Halisarca caerulea

Scientific classification
- Kingdom: Animalia
- Phylum: Porifera
- Class: Demospongiae
- Order: Chondrillida
- Family: Halisarcidae
- Genus: Halisarca
- Species: H. caerulea
- Binomial name: Halisarca caerulea Vacelet & Donadey, 1987

= Halisarca caerulea =

- Genus: Halisarca
- Species: caerulea
- Authority: Vacelet & Donadey, 1987

Species of sponge

Halisarca caerulea is a species of sponge in the family Halisarcidae. It is native to the Caribbean Sea and was first described in 1987 by the French marine biologists Jean Vacelet and Claude Donadey.

==Description==
Halisarca caerulea is a thinly encrusting species forming patches about 1.5 mm thick. The texture is fleshy, and the skin is strengthened by the presence of bundles of collagen fibres which give a reticulated pattern to the smooth, slightly slimy surface.
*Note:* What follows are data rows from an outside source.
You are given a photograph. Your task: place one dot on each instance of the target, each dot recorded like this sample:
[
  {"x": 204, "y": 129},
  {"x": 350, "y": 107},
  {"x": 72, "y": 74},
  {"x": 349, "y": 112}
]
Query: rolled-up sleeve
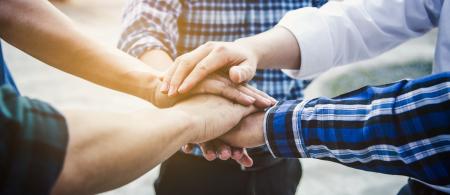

This sponge has long tubular, choanocyte chambers, which are sometimes branched, and no spicules. The oscula are about 3 mm in diameter, each being at the centre of a conspicuous star-shaped group of superficial canals. These star-shaped systems are separated by smooth areas and are regularly arranged over the surface of the sponge, which is a bright blue colour in living specimens.

==Ecology==
Sponges feed by drawing water in through small pores, filtering out the bacteria and organic particles and pumping the water out through the oscula. The waters of the Caribbean are very poor in nutrients, and researchers found that this sponge had to pump large quantities of water in order to extract sufficient essential nutrients for its requirements. From the amount of carbon filtered out of the water, theoretically the sponges should have grown rapidly, but in fact they hardly grew at all. The researchers found that the choanocyte cells were dividing every five or six hours. Although they were proliferating so rapidly, growth was minimal; there was no evidence of cell death, but instead, the sponge was sloughing off choanocyte cells almost as fast as they were formed. The researchers hypothesized that the fast turnover in cells might be useful in coping with the pollutants and toxins contained in the water that the sponge inevitably encountered while filter feeding. It has since been realised that in casting off this cell debris, the sponges are part of a sponge loop, absorbing large quantities of dissolved organic carbon, and returning the carbon to the water column as detritus, which is available for consumption by other animals.